[PATCH] D28087: X86 instr selection: combine ADDSUB + MUL to FMADDSUB

Thu Jan 5 02:21:58 PST 2017

v_klochkov added a comment.

> Does it make sense to convert 512-bit operation ADDSUB to FMADDSUB with all-ones multiplier? What ICC does?

It is interesting idea, but it is unlikely that it can be very beneficial.
ICC does not generate 512-bit FMADDSUB(a, 1, b) when it does not have ADDSUB(a,b) because it just does not need plain 512-bit ADDSUB operations.

ADDSUBs are usually needed for Complex MUL and DIV operations and there they are always accompanied by float/double MUL operations, i.e. ICC generates FMADDSUBs and it never needs plain ADDSUBs (at least for targets with AVX512, where FMADDSUB is available).

================
Comment at: llvm/lib/Target/X86/X86ISelLowering.cpp:32057
+  const TargetOptions &Options = DAG.getTarget().Options;
+  bool AllowFusion =
+      (Options.AllowFPOpFusion == FPOpFusion::Fast || Options.UnsafeFPMath);
----------------
delena wrote:
> I see more checks in visitFADDForFMACombine. Can we take all these checks to a separate function? Something like isFMALegalAndProfitable().
Having such function is a good thing to have, but such function might be debatable and I do not want to complicate this change-set.
Perhaps such function should be added in a separate change-set.

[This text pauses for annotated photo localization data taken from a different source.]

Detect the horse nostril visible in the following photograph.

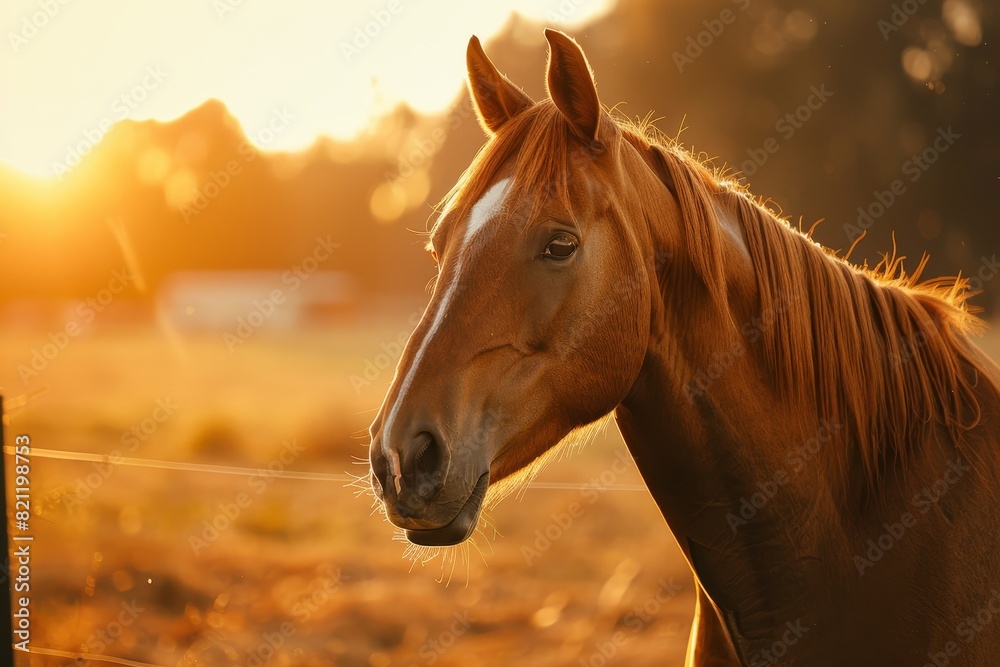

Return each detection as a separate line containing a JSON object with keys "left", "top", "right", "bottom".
{"left": 370, "top": 447, "right": 388, "bottom": 499}
{"left": 412, "top": 431, "right": 445, "bottom": 499}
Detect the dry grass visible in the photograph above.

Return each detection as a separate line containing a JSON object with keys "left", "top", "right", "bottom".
{"left": 2, "top": 304, "right": 997, "bottom": 666}
{"left": 0, "top": 303, "right": 693, "bottom": 667}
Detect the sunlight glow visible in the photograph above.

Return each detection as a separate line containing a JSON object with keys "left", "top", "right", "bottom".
{"left": 1, "top": 0, "right": 612, "bottom": 177}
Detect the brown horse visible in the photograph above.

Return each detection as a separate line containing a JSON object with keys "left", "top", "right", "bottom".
{"left": 367, "top": 29, "right": 1000, "bottom": 665}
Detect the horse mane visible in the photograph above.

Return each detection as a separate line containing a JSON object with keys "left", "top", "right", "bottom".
{"left": 622, "top": 123, "right": 995, "bottom": 487}
{"left": 438, "top": 100, "right": 996, "bottom": 489}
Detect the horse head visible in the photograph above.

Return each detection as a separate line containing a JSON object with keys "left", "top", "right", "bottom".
{"left": 367, "top": 30, "right": 677, "bottom": 546}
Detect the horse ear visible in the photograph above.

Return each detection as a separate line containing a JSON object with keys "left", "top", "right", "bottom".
{"left": 466, "top": 35, "right": 534, "bottom": 135}
{"left": 544, "top": 29, "right": 602, "bottom": 149}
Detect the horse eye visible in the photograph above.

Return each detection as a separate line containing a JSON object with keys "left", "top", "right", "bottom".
{"left": 543, "top": 233, "right": 578, "bottom": 259}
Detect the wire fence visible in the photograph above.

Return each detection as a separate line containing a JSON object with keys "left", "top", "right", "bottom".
{"left": 3, "top": 432, "right": 648, "bottom": 666}
{"left": 4, "top": 445, "right": 648, "bottom": 491}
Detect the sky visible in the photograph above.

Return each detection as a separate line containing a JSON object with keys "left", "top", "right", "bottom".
{"left": 1, "top": 0, "right": 612, "bottom": 177}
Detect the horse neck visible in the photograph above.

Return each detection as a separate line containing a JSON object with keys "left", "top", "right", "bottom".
{"left": 615, "top": 180, "right": 836, "bottom": 615}
{"left": 614, "top": 154, "right": 1000, "bottom": 648}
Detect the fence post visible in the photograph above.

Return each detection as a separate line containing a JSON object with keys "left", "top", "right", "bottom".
{"left": 0, "top": 394, "right": 14, "bottom": 663}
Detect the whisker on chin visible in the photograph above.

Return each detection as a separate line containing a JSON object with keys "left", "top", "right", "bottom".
{"left": 476, "top": 511, "right": 503, "bottom": 543}
{"left": 367, "top": 414, "right": 615, "bottom": 586}
{"left": 390, "top": 508, "right": 500, "bottom": 587}
{"left": 467, "top": 532, "right": 492, "bottom": 568}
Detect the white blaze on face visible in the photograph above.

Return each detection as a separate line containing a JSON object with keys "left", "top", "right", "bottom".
{"left": 382, "top": 177, "right": 513, "bottom": 455}
{"left": 464, "top": 178, "right": 513, "bottom": 246}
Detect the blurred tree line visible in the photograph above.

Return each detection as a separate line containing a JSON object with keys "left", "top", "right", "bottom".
{"left": 1, "top": 0, "right": 995, "bottom": 313}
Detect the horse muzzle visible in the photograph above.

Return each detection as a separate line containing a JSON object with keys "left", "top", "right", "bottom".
{"left": 401, "top": 471, "right": 489, "bottom": 546}
{"left": 370, "top": 441, "right": 489, "bottom": 546}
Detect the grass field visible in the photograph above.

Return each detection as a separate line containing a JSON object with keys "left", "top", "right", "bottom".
{"left": 3, "top": 302, "right": 999, "bottom": 666}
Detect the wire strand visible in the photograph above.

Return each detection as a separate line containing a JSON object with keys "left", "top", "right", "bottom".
{"left": 2, "top": 446, "right": 352, "bottom": 483}
{"left": 23, "top": 646, "right": 167, "bottom": 667}
{"left": 2, "top": 447, "right": 647, "bottom": 491}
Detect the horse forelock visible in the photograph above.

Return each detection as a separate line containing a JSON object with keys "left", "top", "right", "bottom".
{"left": 430, "top": 101, "right": 603, "bottom": 245}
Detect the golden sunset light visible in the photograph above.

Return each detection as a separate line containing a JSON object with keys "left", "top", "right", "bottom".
{"left": 1, "top": 0, "right": 611, "bottom": 177}
{"left": 0, "top": 2, "right": 996, "bottom": 665}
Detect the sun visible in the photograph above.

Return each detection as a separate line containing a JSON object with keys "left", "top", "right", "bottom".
{"left": 0, "top": 0, "right": 613, "bottom": 178}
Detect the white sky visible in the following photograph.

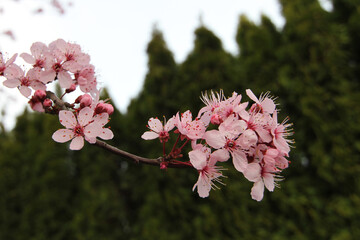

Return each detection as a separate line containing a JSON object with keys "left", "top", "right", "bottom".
{"left": 0, "top": 0, "right": 286, "bottom": 130}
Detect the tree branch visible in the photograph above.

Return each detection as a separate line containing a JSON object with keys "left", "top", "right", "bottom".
{"left": 46, "top": 91, "right": 193, "bottom": 169}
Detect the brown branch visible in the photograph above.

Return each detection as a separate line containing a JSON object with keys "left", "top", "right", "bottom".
{"left": 45, "top": 90, "right": 193, "bottom": 169}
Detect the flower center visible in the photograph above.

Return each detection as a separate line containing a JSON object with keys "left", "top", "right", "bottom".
{"left": 73, "top": 124, "right": 84, "bottom": 136}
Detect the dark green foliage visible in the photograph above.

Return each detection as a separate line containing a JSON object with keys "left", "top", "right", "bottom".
{"left": 0, "top": 0, "right": 360, "bottom": 239}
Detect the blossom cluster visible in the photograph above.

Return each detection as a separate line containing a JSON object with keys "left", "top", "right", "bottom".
{"left": 142, "top": 90, "right": 293, "bottom": 201}
{"left": 0, "top": 39, "right": 114, "bottom": 149}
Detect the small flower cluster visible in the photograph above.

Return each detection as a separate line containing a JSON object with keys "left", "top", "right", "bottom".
{"left": 142, "top": 90, "right": 293, "bottom": 201}
{"left": 0, "top": 39, "right": 114, "bottom": 150}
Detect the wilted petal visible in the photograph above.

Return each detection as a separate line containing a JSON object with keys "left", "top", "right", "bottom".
{"left": 70, "top": 136, "right": 84, "bottom": 150}
{"left": 59, "top": 110, "right": 77, "bottom": 128}
{"left": 52, "top": 129, "right": 74, "bottom": 143}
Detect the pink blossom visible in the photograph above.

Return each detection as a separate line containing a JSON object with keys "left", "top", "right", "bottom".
{"left": 270, "top": 111, "right": 292, "bottom": 154}
{"left": 20, "top": 42, "right": 49, "bottom": 68}
{"left": 189, "top": 148, "right": 225, "bottom": 198}
{"left": 246, "top": 89, "right": 276, "bottom": 114}
{"left": 40, "top": 54, "right": 73, "bottom": 88}
{"left": 3, "top": 66, "right": 46, "bottom": 97}
{"left": 175, "top": 110, "right": 205, "bottom": 140}
{"left": 0, "top": 52, "right": 17, "bottom": 76}
{"left": 198, "top": 91, "right": 242, "bottom": 125}
{"left": 142, "top": 117, "right": 176, "bottom": 143}
{"left": 243, "top": 162, "right": 281, "bottom": 201}
{"left": 52, "top": 107, "right": 103, "bottom": 150}
{"left": 49, "top": 39, "right": 90, "bottom": 73}
{"left": 75, "top": 65, "right": 97, "bottom": 93}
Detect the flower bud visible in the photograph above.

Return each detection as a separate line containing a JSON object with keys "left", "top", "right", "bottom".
{"left": 65, "top": 83, "right": 76, "bottom": 93}
{"left": 80, "top": 94, "right": 92, "bottom": 108}
{"left": 43, "top": 98, "right": 53, "bottom": 108}
{"left": 34, "top": 89, "right": 47, "bottom": 102}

Also, the function visitFADDForFMACombine() is shared for various target architectures, thus it needs much more checks.
The check here (in X86 part) seems sufficient.

================
Comment at: llvm/test/CodeGen/X86/fmaddsub-combine.ll:19
+  %Addsub = shufflevector <2 x double> %Sub, <2 x double> %Add, <2 x i32> <i32 0, i32 3>
+  ret <2 x double> %Addsub
+}
----------------
delena wrote:
> I don't understand the dependency you show in the test.
> I suppose that FMADDSUB test should be like this:
> 
>   %AB = fmul <2 x double> %A, %B
>   %Sub = fsub <2 x double> %AB, %C
>   %Add = fadd <2 x double> %AB, %C
>   %Addsub = shufflevector <2 x double> %Sub, <2 x double> %Add, <2 x i32> <i32 0, i32 3>
> 
> Do you check the "fast" attribute of the operation itself? Or you rely on global options only?
> 
This code relies on global options only. 
This is my first experience of work on SDNodes..., please fix me if I am wrong..., but SDNodes do not have FastMathFlags, right?

https://reviews.llvm.org/D28087